だから、誰とどれくらいの絆が深まっているのか、さっぱり解らない。


「大丈夫。そのときになったら、自然と解るよ」
「そのときって、どんなときよ」


その答えに返ってくる言葉はなかった。
肝心なことはだんまりな望美に、小さく舌を打つ。
それに、このまま進めば、と彼女は言ったが、この運命がどのルートを辿るのかすら解らない。


「望美」
「ごめんなさい。
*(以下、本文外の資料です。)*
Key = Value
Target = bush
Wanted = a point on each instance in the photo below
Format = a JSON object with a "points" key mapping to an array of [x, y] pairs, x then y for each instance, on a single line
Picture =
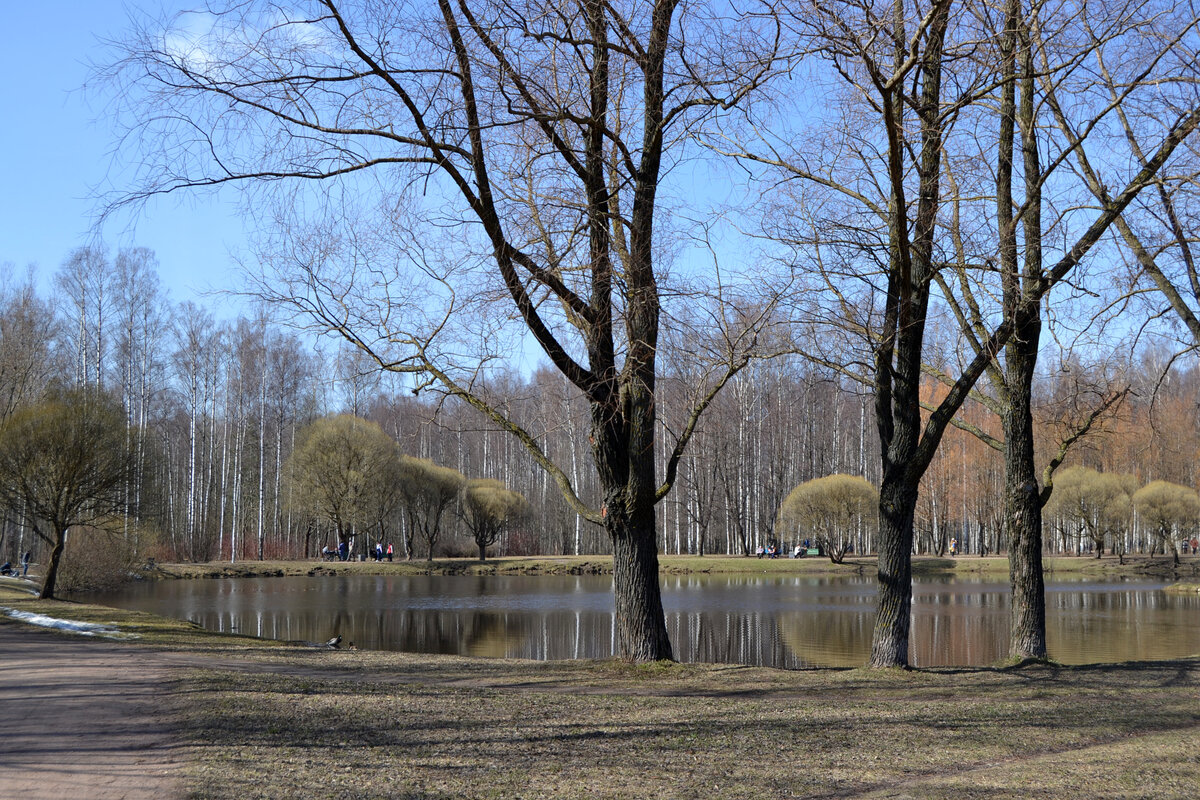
{"points": [[96, 559]]}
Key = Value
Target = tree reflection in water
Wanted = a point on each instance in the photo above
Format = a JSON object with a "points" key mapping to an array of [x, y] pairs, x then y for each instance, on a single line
{"points": [[790, 623]]}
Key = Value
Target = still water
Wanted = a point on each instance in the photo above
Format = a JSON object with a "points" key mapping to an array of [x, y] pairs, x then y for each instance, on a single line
{"points": [[778, 621]]}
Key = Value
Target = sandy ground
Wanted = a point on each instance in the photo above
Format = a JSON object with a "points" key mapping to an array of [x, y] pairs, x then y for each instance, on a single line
{"points": [[84, 720]]}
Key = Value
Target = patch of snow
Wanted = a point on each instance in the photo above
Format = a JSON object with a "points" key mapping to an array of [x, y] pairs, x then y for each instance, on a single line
{"points": [[71, 626]]}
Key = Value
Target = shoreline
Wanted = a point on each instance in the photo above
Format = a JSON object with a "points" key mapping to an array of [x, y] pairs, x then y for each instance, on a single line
{"points": [[251, 717], [1140, 566]]}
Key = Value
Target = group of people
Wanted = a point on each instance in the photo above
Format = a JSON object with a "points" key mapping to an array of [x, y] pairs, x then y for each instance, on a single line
{"points": [[771, 551], [7, 569], [342, 553]]}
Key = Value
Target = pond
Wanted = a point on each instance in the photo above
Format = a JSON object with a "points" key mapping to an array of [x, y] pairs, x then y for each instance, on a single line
{"points": [[777, 621]]}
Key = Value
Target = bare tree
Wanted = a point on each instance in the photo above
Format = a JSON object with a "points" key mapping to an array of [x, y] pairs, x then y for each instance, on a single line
{"points": [[65, 462], [1170, 510], [922, 80], [537, 136], [490, 510], [427, 493]]}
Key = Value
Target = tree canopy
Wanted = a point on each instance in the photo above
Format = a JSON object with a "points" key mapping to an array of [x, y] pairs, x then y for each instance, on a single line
{"points": [[490, 510], [829, 510], [346, 470], [66, 462]]}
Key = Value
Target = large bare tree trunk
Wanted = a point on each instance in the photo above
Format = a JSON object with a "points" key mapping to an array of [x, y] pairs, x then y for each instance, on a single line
{"points": [[1023, 500], [641, 625]]}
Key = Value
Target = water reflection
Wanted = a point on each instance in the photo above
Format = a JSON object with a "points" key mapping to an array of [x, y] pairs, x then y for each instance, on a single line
{"points": [[790, 623]]}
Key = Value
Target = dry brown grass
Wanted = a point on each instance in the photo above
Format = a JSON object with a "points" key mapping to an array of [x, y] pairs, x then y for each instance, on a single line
{"points": [[358, 725], [276, 722]]}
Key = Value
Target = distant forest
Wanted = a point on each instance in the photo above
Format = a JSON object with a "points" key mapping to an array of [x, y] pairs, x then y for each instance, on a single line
{"points": [[221, 403]]}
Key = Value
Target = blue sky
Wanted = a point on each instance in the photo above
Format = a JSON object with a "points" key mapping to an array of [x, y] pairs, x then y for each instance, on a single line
{"points": [[55, 144]]}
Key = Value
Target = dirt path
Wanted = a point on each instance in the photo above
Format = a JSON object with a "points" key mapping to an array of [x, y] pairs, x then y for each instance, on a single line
{"points": [[82, 719]]}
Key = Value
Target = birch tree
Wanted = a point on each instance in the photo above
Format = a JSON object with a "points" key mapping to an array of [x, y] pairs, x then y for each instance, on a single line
{"points": [[538, 137]]}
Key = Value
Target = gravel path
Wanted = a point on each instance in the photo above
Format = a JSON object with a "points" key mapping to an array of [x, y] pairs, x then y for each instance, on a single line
{"points": [[84, 720]]}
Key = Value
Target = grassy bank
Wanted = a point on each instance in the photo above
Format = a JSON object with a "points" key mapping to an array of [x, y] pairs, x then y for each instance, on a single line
{"points": [[993, 566], [277, 722]]}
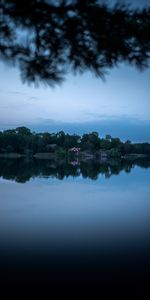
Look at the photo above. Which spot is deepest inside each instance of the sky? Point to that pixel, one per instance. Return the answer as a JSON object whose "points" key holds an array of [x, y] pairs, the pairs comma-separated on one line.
{"points": [[119, 106]]}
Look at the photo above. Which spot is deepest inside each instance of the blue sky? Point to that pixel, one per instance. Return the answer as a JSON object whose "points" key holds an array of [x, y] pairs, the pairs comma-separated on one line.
{"points": [[80, 103]]}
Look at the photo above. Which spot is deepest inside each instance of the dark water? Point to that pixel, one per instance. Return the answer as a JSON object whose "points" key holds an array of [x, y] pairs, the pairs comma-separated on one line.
{"points": [[74, 225]]}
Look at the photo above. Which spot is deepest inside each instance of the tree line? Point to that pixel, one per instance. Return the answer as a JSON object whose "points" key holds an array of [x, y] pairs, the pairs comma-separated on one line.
{"points": [[22, 141], [22, 170]]}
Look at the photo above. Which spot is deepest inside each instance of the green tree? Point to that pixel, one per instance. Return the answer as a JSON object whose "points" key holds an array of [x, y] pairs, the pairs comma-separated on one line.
{"points": [[45, 39]]}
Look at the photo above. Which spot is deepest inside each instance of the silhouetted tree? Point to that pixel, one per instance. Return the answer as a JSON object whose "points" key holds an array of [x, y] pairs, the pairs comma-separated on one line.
{"points": [[46, 38]]}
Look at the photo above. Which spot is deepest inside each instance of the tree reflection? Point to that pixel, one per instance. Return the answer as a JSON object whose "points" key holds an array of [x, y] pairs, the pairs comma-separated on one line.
{"points": [[22, 170]]}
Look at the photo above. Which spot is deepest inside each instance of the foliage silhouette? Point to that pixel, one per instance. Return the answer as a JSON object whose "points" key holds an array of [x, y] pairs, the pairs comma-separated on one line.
{"points": [[46, 39]]}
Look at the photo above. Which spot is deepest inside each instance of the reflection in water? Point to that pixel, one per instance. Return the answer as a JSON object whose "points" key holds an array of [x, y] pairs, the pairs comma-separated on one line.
{"points": [[21, 170], [74, 233]]}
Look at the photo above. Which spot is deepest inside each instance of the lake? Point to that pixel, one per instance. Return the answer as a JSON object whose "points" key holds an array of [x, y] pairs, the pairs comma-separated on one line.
{"points": [[83, 224]]}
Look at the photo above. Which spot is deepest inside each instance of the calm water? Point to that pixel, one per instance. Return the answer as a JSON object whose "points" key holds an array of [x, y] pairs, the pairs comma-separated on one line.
{"points": [[65, 223]]}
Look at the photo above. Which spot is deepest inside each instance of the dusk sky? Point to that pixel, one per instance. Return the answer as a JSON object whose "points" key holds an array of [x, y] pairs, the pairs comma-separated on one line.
{"points": [[119, 106]]}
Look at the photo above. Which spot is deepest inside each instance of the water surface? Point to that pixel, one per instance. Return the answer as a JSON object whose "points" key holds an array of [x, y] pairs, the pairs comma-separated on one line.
{"points": [[78, 224]]}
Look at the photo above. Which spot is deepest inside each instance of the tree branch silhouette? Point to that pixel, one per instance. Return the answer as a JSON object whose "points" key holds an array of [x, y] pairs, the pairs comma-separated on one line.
{"points": [[47, 39]]}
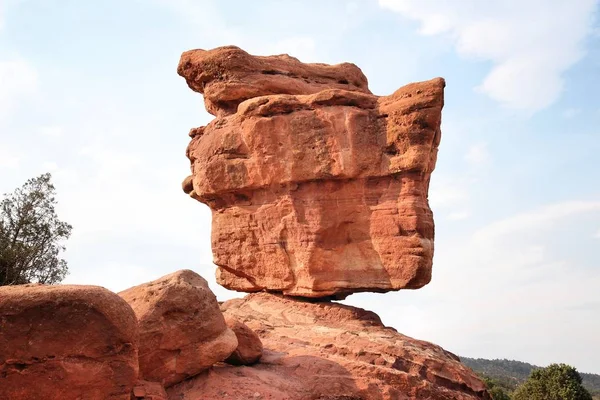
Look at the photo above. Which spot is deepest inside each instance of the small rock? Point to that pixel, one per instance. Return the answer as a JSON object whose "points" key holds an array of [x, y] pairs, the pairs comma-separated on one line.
{"points": [[57, 342], [249, 348], [182, 330]]}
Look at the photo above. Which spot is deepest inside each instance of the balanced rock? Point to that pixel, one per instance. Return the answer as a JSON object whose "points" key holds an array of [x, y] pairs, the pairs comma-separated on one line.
{"points": [[182, 330], [331, 351], [249, 348], [66, 342], [317, 187]]}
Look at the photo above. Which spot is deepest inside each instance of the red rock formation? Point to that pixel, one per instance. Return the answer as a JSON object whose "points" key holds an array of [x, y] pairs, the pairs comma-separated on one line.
{"points": [[182, 331], [318, 188], [331, 351], [144, 390], [249, 348], [66, 342]]}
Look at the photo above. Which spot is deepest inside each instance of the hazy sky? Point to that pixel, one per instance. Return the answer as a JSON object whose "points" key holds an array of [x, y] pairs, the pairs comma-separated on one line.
{"points": [[89, 92]]}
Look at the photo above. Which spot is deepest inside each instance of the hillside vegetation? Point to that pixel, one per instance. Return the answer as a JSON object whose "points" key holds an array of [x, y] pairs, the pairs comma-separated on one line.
{"points": [[508, 374]]}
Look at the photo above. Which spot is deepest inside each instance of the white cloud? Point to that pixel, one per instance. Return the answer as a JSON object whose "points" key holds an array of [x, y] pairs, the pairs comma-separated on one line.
{"points": [[459, 215], [524, 287], [530, 43], [51, 131], [478, 155], [18, 79], [8, 158], [571, 112], [540, 219]]}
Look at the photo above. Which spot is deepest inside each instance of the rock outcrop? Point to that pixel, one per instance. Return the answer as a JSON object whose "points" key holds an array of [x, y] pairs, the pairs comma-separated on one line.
{"points": [[317, 187], [331, 351], [66, 342], [249, 348], [182, 330], [144, 390]]}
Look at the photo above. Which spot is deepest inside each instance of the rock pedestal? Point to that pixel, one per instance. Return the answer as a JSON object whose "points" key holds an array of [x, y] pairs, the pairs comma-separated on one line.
{"points": [[331, 351]]}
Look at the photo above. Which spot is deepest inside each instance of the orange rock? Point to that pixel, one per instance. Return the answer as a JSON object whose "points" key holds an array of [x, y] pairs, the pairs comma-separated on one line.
{"points": [[228, 75], [144, 390], [318, 188], [182, 330], [249, 348], [66, 342], [331, 351]]}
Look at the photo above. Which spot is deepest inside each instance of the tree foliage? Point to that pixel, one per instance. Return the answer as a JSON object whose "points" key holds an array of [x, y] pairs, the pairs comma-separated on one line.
{"points": [[555, 382], [31, 235], [495, 389]]}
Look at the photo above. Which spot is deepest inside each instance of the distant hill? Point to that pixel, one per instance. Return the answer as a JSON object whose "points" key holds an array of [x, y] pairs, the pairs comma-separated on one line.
{"points": [[511, 373]]}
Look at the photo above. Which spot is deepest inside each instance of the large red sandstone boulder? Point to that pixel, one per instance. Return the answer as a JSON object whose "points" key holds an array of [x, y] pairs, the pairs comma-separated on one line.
{"points": [[66, 342], [249, 348], [317, 187], [331, 351], [182, 330], [144, 390]]}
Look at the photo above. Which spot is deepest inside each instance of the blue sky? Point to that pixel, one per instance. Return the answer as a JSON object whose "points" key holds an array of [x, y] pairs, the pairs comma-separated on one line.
{"points": [[89, 92]]}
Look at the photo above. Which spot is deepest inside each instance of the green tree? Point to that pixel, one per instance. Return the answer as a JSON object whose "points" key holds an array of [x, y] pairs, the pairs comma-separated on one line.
{"points": [[494, 389], [31, 235], [555, 382]]}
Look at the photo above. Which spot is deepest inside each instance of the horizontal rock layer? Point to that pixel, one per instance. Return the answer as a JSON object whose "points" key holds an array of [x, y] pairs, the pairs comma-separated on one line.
{"points": [[318, 188]]}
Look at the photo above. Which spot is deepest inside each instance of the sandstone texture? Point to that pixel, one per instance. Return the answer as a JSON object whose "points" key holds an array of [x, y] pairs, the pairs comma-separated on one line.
{"points": [[331, 351], [182, 330], [317, 187], [144, 390], [249, 348], [66, 342]]}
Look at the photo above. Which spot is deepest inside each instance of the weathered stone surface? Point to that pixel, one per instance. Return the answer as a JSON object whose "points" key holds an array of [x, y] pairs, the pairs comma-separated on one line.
{"points": [[182, 330], [331, 351], [66, 342], [318, 188], [228, 75], [144, 390], [249, 348]]}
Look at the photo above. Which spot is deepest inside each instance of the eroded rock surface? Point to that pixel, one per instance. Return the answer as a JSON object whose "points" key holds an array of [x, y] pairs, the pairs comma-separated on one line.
{"points": [[182, 330], [331, 351], [317, 187], [66, 342], [249, 348]]}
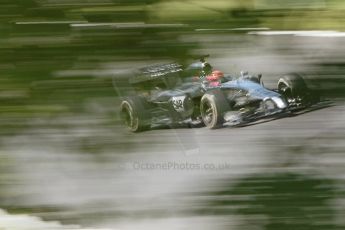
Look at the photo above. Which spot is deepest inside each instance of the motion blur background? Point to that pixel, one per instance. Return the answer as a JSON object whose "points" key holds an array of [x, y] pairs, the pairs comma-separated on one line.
{"points": [[65, 157]]}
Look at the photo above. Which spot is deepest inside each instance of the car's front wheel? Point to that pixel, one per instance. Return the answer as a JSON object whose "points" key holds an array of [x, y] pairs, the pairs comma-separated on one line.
{"points": [[212, 107]]}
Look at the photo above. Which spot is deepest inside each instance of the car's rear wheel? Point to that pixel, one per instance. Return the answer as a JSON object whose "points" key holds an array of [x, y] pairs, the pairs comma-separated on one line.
{"points": [[134, 114], [212, 107]]}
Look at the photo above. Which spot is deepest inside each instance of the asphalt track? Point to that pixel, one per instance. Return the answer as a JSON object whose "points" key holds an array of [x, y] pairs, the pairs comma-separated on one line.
{"points": [[151, 181]]}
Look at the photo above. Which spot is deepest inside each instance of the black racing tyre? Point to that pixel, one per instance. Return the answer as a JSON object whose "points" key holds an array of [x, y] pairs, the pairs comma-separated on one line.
{"points": [[135, 114], [293, 86], [213, 105]]}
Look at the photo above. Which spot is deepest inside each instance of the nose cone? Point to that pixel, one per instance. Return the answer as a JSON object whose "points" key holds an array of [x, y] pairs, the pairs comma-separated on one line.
{"points": [[281, 103]]}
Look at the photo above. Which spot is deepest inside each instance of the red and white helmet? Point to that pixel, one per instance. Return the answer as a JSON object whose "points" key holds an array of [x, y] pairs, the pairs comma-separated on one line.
{"points": [[216, 75]]}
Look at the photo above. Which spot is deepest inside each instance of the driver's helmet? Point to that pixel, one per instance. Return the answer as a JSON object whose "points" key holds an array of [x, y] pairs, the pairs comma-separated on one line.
{"points": [[215, 78], [215, 75]]}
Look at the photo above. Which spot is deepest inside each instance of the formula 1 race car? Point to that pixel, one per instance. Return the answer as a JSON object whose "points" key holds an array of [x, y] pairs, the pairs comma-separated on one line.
{"points": [[167, 94], [171, 95]]}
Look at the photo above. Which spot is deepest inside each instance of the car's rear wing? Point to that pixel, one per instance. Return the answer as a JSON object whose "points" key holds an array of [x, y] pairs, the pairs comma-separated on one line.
{"points": [[154, 72]]}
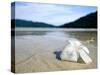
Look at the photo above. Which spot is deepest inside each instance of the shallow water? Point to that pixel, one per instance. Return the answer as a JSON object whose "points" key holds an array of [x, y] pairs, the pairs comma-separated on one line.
{"points": [[34, 50]]}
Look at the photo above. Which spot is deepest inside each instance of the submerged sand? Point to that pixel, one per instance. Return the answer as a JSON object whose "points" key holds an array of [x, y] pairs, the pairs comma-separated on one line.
{"points": [[38, 53]]}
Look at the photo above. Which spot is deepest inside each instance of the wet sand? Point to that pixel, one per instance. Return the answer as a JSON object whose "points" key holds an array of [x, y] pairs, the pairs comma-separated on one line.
{"points": [[39, 53]]}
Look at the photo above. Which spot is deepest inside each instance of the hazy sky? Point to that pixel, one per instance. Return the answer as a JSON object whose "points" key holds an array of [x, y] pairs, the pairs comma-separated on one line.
{"points": [[55, 14]]}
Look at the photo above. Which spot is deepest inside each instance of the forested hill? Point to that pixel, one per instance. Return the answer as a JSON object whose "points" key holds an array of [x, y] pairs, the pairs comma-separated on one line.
{"points": [[24, 23]]}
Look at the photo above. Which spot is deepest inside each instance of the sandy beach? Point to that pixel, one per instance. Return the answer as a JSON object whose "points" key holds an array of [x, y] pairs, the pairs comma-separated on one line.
{"points": [[40, 52]]}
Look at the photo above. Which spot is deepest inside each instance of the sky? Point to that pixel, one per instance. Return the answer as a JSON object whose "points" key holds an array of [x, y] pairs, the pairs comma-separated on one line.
{"points": [[55, 14]]}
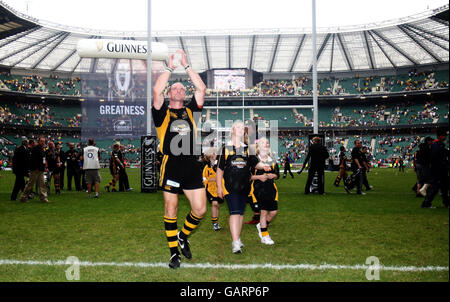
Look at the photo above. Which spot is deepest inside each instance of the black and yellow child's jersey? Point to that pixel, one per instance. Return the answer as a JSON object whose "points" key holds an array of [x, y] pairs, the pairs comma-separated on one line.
{"points": [[237, 165], [113, 161], [176, 124], [266, 190], [51, 158], [209, 178], [342, 159]]}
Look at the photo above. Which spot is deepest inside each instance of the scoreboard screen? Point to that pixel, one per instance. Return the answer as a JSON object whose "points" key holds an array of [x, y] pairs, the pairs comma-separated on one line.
{"points": [[229, 79]]}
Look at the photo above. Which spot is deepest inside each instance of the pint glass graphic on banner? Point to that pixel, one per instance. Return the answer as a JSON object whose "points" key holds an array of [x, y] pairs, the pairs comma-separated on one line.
{"points": [[115, 102]]}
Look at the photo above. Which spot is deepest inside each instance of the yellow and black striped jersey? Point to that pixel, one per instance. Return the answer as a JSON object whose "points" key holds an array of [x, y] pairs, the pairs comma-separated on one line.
{"points": [[267, 189], [174, 125], [209, 179], [237, 164]]}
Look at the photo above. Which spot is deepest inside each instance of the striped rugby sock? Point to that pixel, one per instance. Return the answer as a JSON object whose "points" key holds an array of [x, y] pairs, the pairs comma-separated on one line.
{"points": [[190, 224], [170, 225]]}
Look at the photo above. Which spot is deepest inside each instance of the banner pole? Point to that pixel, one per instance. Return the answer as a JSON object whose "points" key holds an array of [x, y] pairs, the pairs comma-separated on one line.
{"points": [[149, 67]]}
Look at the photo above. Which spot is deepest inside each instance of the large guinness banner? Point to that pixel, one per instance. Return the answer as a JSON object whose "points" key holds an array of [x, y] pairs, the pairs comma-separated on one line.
{"points": [[149, 148], [114, 103]]}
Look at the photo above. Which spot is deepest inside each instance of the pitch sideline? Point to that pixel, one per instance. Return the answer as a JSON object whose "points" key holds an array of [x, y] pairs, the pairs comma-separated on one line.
{"points": [[232, 266]]}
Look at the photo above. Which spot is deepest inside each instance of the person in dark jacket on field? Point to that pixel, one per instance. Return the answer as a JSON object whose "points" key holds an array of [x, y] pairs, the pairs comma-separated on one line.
{"points": [[316, 156], [20, 168], [38, 168], [439, 171]]}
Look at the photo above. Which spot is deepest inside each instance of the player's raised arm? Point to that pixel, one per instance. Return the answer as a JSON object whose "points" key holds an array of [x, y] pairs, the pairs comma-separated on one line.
{"points": [[200, 87], [161, 83]]}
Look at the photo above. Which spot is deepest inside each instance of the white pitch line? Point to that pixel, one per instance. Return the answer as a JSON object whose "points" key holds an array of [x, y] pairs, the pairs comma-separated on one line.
{"points": [[233, 266]]}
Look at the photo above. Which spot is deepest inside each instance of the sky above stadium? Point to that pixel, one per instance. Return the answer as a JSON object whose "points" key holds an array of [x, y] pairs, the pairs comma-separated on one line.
{"points": [[218, 14]]}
もう、時間みたい」


そう言う望美の姿が、薄くなっていくのが解った。


「ちょっ、まだ肝心なこと聞いてない!」


慌てて伸ばした自分の指も、半透明に透けている。
あぁ、本当に時間なんだと、唇をかんだ。


「あなたが夢で私と会ったから、もう暫くしたら、三草山の戦が始まるよ」
「何それ、どういうことっ?!」


今、とんでもないことを耳にしたような気がする。
自分が夢で望美と会ったから、もう少ししたら、三草山の戦。
ということは、コレは決められた運命の一つなのだろうか。
そう考えて、ゾッとする。


「望美っ!!」


伸ばした手は空を切った。
それから、今いる場所が自分が寝ている部屋だと気付く。
あぁ、自分は目が覚めてしまったのだ。
結局、聞きたいことは聞けずじまい。
でもやらなきゃいけないことは、決まった。
近いうちに三草山の戦が始まるのだとしたら、それまでに少しでも自分のみを守る術を手に入れなくては。


「となると、リズ先生に頼もうっと」


ぐ、と拳を作って決意を決める。
だが、ふと我に返った。


「そういや、私の武器ってあるのかなぁ?」


白龍の元へ行った小夜は、そこで再び悶えてしまい、中々話を進めることが出来なかったらしい。